"Trostfrauen", Wiedergutmachung und Menschenrechte
2018: Remarks by a Japanese Consul
"Trostfrauen", "Comfort Women"
Source: The Asia-Pacific Journal | Japan Focus Volume 16 | Issue 4 | Number 2 | Feb 10, 2018
“The Comfort Women were Prostitutes”:
Repercussions of remarks by the Japanese Consul General in Atlanta
Shirana Masakazu and Ando Kyoko, Tokyo Shimbun, June 29, 2017
Translation and introduction by Kyung Hee Ha
Introduction
“I want Japan to ask for forgiveness.” (https://apjjf.org/#_edn1) Ching-lin Yuen, testimony at the Women’s International War Crimes Tribunal on Japan’s Military Sexual Slavery, 2000
Yuen was among 64 women from 8 countries who came to Tokyo to testify about their experiences as former “comfort women.” The judges in this citizens’ tribunal found Emperor Hirohito guilty of responsibility for sexually enslaving women and girls in the Asia Pacific, and recognized direct government and military responsibility for the “comfort women” system, one of the largest and cruelest cases of sex trafficking in the 20th century.

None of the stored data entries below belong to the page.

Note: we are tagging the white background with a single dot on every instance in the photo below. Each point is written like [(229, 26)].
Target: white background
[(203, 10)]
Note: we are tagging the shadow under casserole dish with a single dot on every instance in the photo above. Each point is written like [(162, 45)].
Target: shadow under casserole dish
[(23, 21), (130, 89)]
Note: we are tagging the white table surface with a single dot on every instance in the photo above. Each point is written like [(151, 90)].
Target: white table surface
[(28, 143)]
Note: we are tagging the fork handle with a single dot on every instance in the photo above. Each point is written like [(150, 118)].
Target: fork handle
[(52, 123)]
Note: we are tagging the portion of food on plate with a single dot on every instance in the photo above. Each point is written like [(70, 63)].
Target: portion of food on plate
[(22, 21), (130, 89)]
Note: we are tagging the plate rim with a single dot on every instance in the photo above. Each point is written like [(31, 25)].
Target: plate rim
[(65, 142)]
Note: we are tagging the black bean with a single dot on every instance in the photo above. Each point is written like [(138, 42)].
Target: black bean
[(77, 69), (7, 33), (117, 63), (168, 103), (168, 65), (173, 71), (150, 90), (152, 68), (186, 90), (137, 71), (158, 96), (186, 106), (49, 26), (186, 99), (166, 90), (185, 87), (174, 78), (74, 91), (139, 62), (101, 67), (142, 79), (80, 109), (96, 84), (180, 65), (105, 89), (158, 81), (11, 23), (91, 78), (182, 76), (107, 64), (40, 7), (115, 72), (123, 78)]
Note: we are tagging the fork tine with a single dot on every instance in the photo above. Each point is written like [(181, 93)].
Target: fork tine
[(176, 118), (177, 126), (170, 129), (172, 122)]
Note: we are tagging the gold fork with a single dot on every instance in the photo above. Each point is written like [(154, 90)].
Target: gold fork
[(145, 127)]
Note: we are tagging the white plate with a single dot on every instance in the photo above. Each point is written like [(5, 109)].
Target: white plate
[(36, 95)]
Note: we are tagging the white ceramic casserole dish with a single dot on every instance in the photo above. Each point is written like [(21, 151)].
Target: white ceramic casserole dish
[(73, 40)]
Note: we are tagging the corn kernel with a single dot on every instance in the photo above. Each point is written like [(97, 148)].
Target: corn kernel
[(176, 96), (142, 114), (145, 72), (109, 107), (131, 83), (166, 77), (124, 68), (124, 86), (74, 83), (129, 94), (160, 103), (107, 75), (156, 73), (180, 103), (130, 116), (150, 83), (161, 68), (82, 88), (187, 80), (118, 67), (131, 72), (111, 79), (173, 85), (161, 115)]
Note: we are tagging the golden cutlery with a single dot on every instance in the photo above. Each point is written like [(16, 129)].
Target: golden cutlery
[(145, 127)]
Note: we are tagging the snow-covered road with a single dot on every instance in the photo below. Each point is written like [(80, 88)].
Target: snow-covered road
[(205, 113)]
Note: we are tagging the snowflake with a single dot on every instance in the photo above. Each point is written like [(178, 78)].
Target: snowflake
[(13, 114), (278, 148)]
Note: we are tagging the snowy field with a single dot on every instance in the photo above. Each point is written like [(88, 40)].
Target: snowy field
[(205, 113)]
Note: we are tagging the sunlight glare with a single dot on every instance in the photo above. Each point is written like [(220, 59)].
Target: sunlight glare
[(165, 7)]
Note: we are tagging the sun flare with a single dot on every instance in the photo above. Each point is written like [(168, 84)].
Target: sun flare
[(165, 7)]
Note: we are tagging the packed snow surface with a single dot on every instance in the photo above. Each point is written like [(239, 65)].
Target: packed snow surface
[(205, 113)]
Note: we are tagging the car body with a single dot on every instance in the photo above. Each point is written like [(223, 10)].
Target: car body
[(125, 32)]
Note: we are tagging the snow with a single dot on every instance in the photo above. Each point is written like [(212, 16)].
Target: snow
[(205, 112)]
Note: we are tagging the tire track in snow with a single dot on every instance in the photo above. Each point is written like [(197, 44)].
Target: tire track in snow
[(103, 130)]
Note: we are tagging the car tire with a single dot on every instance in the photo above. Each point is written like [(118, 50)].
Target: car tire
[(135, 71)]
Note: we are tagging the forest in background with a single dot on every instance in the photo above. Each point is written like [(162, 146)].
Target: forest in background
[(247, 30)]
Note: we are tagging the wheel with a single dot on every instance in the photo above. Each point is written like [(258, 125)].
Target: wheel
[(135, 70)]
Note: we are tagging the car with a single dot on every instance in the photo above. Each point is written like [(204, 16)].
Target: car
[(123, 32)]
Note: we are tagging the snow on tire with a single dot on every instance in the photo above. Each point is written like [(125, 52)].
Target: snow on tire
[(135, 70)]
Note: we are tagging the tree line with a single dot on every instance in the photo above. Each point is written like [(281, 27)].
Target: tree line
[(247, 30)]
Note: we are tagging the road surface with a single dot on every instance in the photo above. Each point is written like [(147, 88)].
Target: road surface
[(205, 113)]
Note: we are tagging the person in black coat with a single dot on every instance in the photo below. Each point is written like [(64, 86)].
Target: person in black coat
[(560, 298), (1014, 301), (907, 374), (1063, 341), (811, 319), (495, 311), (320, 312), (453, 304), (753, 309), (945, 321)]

Based not only on sympathy and responsibility, but also on trauma and memory passed down from immigrant family members who experienced Japanese colonization and invasion first-hand, members of Asian and Pacific Islander communities in the United States have stood in solidarity with the former comfort women. Years of grassroots activism resulted in the passing of U.S. Congressional Resolution 121 of 2007 calling on the Japanese government to formally apologize to the victims, and in the erection of more than 10 memorials in the United States, in locations including Palisades Park (NJ), Glendale (CA), and more recently, Brookhaven (GA) and San Francisco (CA). These memorials and statues seek to educate the public about these horrific war crimes and honor the suffering and courage of the victims.